Oh, so many memories in that row of pegs…
When the children were too little to reach, they had put their coats over the banister at the foot of the stairs… only hers and Johnny’s coats had been on the hooks, his flat cap and her headscarf above.  As the family grew taller, so more coats had filled in the row. Eileen’s fitted wool with the half-belt, Billy’s motorbike jacket… Mae had been so pleased when it had been replaced with something a little less rebellious, a velvet jacket, sign of Alison’s calming influence.
But in time, the coats began to vanish again; Eileen married and moved away, taking her coat with her.  Billy’s and Alison’s followed, coming back to their place on the hooks for visits once or twice a week.  And soon, there were prams parked beneath the coat rack.  And once more, the procession of coats continued.  Baby coats on the banister, making her smile.  Tall grandchildren, reaching up to the hooks.  But always, at the end of the day, just two occupied hooks, hers and Johnny’s, headscarf and flat cap, even though they didn’t wear them any more.  Out of fashion, these days, relegated finally to a cupboard.
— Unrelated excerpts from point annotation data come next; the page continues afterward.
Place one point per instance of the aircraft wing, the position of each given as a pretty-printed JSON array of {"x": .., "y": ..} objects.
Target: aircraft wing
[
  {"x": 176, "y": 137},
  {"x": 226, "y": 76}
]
And then there came the awful day when there were too many coats, all of them black, and when they had gone, only Mae’s remained.
Had five years gone so quickly?  Sometimes she felt Johnny was still here, in the corner somewhere, or just out of sight behind her. Would she leave that behind, too, that crumb of comfort? 
If only she knew what she was doing was right. 
She heard the click of the kitchen door closing and knew Billy was on his way through.  She reached up to lift down her coat…
…and there, under it, was Johnny’s flat cap.
‘Oh!’  She’d thought it lost, somewhere in a cupboard; she was sure it hadn’t been there on the hooks yesterday…
That didn’t matter, what mattered was that it was there now, a sign Johnny was ready to leave the house, too.
‘Mam?’  Billy’s voice broke in on her thoughts as she turned the flat cap carefully in her hands.  ‘You ready to go?’
Mae breathed out a long, satisfied sigh. It had been a good house, but the new one would be better.